Clojure
Clojure Deref (Oct 27, 2023)

Clojure Deref (Oct 27, 2023)

27 October 2023
Alex Miller

Welcome to the Clojure Deref! This is a weekly link/news roundup for the Clojure ecosystem (feed: RSS). Thanks to Anton Fonarev for link aggregation.

From the core

Last week we released Clojure 1.12.0-alpha5 with a change in lazy-seq and delay to avoid virtual thread pinning in Java 21. Even if you are not using Java 21, this change may affect latency, allocation, or GC. If you are able to test it in the context of an application with known performance profile, we would be very interested in any feedback even if it’s just "no change".

I’ve previously mentioned adding support for a new type hint syntax for array classes (CLJ-2807). We’ve decided to expand that to a value syntax for array classes as well so that just as you can use a symbol with class name now to get the class value, you will be able to do the same with array classes.

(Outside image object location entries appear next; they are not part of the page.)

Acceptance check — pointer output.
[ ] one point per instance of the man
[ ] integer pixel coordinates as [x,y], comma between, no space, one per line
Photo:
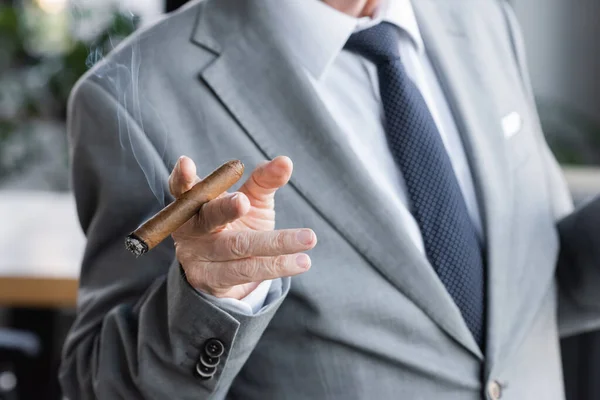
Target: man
[418,162]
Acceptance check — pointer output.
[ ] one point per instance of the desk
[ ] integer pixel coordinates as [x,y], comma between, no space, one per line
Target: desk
[41,246]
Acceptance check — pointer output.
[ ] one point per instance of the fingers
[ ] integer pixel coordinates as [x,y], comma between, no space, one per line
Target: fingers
[183,177]
[231,245]
[266,179]
[256,269]
[216,214]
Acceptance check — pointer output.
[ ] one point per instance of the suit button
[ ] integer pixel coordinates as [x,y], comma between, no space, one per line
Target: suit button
[205,372]
[209,361]
[494,390]
[214,348]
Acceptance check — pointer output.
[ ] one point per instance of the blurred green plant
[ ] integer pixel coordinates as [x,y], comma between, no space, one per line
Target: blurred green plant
[35,86]
[573,136]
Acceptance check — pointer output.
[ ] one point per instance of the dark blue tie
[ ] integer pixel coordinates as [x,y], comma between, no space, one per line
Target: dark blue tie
[450,239]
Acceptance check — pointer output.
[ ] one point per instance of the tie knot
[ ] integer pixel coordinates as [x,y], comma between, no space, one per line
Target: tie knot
[377,44]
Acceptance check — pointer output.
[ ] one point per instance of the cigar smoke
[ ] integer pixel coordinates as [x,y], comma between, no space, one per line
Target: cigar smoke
[124,78]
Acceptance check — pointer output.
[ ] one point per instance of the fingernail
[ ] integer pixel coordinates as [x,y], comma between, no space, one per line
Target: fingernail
[303,261]
[179,162]
[305,236]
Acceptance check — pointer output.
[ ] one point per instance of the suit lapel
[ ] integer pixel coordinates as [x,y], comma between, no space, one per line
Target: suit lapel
[454,54]
[273,100]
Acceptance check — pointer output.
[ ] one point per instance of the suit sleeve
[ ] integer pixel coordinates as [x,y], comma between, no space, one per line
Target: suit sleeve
[140,328]
[578,267]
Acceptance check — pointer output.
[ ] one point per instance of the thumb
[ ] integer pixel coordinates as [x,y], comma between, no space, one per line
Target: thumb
[183,177]
[266,179]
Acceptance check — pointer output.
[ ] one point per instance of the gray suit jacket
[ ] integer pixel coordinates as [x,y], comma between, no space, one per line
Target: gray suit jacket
[371,320]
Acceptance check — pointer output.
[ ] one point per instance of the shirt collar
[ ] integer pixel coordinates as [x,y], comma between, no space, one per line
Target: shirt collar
[316,33]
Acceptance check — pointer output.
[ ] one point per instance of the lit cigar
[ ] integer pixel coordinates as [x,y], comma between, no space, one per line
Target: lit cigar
[173,216]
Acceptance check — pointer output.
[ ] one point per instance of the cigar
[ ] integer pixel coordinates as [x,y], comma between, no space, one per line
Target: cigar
[173,216]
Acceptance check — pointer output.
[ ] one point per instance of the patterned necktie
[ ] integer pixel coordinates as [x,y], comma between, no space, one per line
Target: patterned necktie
[450,239]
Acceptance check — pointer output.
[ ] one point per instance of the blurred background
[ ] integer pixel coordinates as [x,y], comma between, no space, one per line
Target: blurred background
[46,45]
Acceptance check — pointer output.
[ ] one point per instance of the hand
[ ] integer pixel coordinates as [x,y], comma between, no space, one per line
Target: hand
[231,245]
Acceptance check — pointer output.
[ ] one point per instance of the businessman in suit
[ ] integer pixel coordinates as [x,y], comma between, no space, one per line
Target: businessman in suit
[449,259]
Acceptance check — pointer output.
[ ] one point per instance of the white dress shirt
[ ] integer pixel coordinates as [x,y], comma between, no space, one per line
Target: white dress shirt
[348,86]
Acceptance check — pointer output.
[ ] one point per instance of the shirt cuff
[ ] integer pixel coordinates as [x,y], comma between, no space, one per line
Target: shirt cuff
[249,305]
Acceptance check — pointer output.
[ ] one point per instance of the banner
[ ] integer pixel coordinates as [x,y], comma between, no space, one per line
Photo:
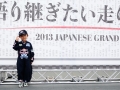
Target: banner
[62,29]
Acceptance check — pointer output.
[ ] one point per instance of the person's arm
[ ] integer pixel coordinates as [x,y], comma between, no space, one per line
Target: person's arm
[16,44]
[32,54]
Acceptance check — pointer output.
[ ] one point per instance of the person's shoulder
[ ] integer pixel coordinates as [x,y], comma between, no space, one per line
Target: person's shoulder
[28,42]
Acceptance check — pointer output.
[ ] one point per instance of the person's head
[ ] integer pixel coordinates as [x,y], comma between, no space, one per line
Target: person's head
[23,35]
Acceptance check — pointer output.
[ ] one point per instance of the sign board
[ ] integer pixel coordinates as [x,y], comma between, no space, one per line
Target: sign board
[62,30]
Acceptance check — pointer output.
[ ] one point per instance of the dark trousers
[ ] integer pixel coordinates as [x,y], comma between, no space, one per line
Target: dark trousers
[24,69]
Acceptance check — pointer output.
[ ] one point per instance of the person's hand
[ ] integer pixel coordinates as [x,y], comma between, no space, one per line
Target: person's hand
[17,38]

That decision led to some deeper thinking about how that new usage may potentially conflict with symbol namespace mappings (particularly for the primitive array cases) due to the common idiom of using a suffixed * to indicate a variant or internal version of a function. I’m not sure we are 100% settled yet, but I think we’re going to slightly alter the syntax to make name clashes less likely. Array class symbols will now use the syntax String-* and primitives will look like long-*. This will be the same in either type hints or in value syntax.

Method thunk work has been broken up into a series of smaller tickets (CLJ-2805, CLJ-2806, CLJ-2793) and been through a couple review cycles, continues to march toward final screening. I don’t think there are any open questions there, just a matter of review and code improvement.

I’ve been working through various final parts of the functional interface adapter work. The biggest recent change is to focus on using a set of static adapter functions (created once via a code generator) rather than emitting static synthetic adapter methods in compiled functions. In either case we’re using invokedynamic so the adapter methods can cosplay as Java functional interfaces. Moving to static adapters lets us also easily handle adapting Clojure primitive functions so that those can line up and stay primitive when adapting to functional interfaces that use primitives. There are also dimensions of work to handle eval vs compile variants, and to handle Clojure function adapters vs method thunk adapters (where the previous work crosses into this one).

There is a lot of syntax and compiler novelty in these features, which is why they are are taking so long to finish, but the extra thinking time is paying a lot of dividends and I continue to be as excited about the changes in this release as any Clojure release in a long time. We are going to deliver a lot of new capability, but in a way that I think will feel highly integrated with the Java interop you’ve used for years.